Cet article est republié à partir de The Conversation sous licence Creative Commons. Lire l’article original.
Plus d’un demi-siècle après la publication du rapport Meadows, la sobriété est de plus en plus reconnue comme un levier important pour réduire les émissions de gaz à effet de serre. Le dernier rapport de synthèse du GIEC, publié en 2023, en fait mention pour la première fois.

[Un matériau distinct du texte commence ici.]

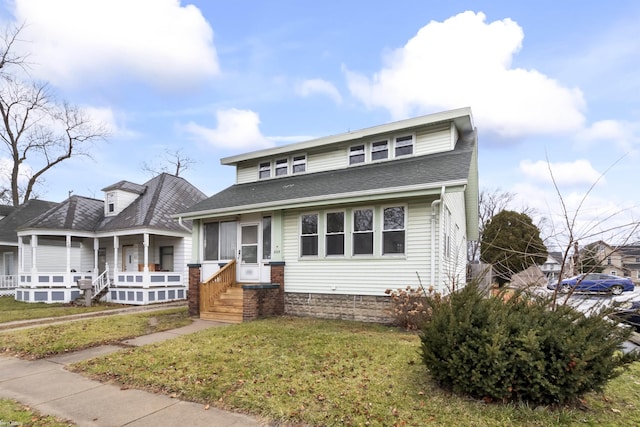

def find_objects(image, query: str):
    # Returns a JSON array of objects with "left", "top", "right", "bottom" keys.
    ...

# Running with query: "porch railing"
[{"left": 200, "top": 259, "right": 236, "bottom": 312}]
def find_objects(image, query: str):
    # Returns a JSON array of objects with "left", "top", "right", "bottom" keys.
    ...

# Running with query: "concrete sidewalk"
[{"left": 0, "top": 319, "right": 264, "bottom": 427}]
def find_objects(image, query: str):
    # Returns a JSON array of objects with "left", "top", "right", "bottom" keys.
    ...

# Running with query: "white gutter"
[{"left": 431, "top": 185, "right": 445, "bottom": 291}]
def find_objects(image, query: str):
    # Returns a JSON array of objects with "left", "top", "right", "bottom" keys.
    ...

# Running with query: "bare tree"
[
  {"left": 0, "top": 23, "right": 108, "bottom": 206},
  {"left": 142, "top": 149, "right": 196, "bottom": 176}
]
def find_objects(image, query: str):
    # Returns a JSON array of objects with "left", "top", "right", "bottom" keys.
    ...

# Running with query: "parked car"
[
  {"left": 547, "top": 273, "right": 633, "bottom": 295},
  {"left": 609, "top": 301, "right": 640, "bottom": 332}
]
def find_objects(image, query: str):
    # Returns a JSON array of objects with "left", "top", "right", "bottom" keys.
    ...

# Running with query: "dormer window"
[
  {"left": 293, "top": 155, "right": 307, "bottom": 173},
  {"left": 258, "top": 162, "right": 271, "bottom": 179},
  {"left": 371, "top": 141, "right": 389, "bottom": 161},
  {"left": 276, "top": 159, "right": 289, "bottom": 176},
  {"left": 396, "top": 135, "right": 413, "bottom": 157},
  {"left": 349, "top": 144, "right": 364, "bottom": 165}
]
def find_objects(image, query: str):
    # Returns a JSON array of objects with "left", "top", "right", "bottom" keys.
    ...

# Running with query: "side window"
[
  {"left": 371, "top": 141, "right": 389, "bottom": 161},
  {"left": 293, "top": 155, "right": 307, "bottom": 173},
  {"left": 349, "top": 144, "right": 365, "bottom": 165},
  {"left": 353, "top": 209, "right": 373, "bottom": 255},
  {"left": 258, "top": 162, "right": 271, "bottom": 179},
  {"left": 276, "top": 159, "right": 289, "bottom": 176},
  {"left": 300, "top": 214, "right": 318, "bottom": 256},
  {"left": 326, "top": 212, "right": 344, "bottom": 255},
  {"left": 396, "top": 135, "right": 413, "bottom": 157},
  {"left": 382, "top": 206, "right": 405, "bottom": 255}
]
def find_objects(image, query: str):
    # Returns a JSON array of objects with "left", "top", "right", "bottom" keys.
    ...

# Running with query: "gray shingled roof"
[
  {"left": 183, "top": 138, "right": 474, "bottom": 217},
  {"left": 0, "top": 199, "right": 58, "bottom": 244},
  {"left": 21, "top": 173, "right": 206, "bottom": 232}
]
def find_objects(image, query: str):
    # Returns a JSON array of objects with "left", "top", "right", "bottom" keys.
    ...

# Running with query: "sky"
[{"left": 0, "top": 0, "right": 640, "bottom": 249}]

Cependant, malgré cette reconnaissance croissante, la plupart des scénarios visant à atteindre la neutralité carbone d’ici 2050 reposent encore largement sur des changements technologiques, dans tous les secteurs de l’économie : électricité, industrie, bâtiment, transports, agriculture. Celui de l’Agence Internationale de l’Énergie préconise ainsi de remplacer les centrales thermiques par des énergies renouvelables, de déployer des systèmes de capture et de séquestration du carbone, et d’améliorer l’efficacité énergétique dans les transports, le bâtiment et l’industrie.
Dans ce contexte, l’innovation joue un rôle important, car elle permet de réduire le coût des technologies bas carbone existantes et de favoriser l’émergence de nouvelles solutions. Le coût de production d’un watt grâce aux panneaux solaires a ainsi été divisé par plus de 20 depuis 2000, en grande partie grâce aux efforts de recherche et développement (R&D) ayant permis d’améliorer le rendement énergétique des cellules photovoltaïques.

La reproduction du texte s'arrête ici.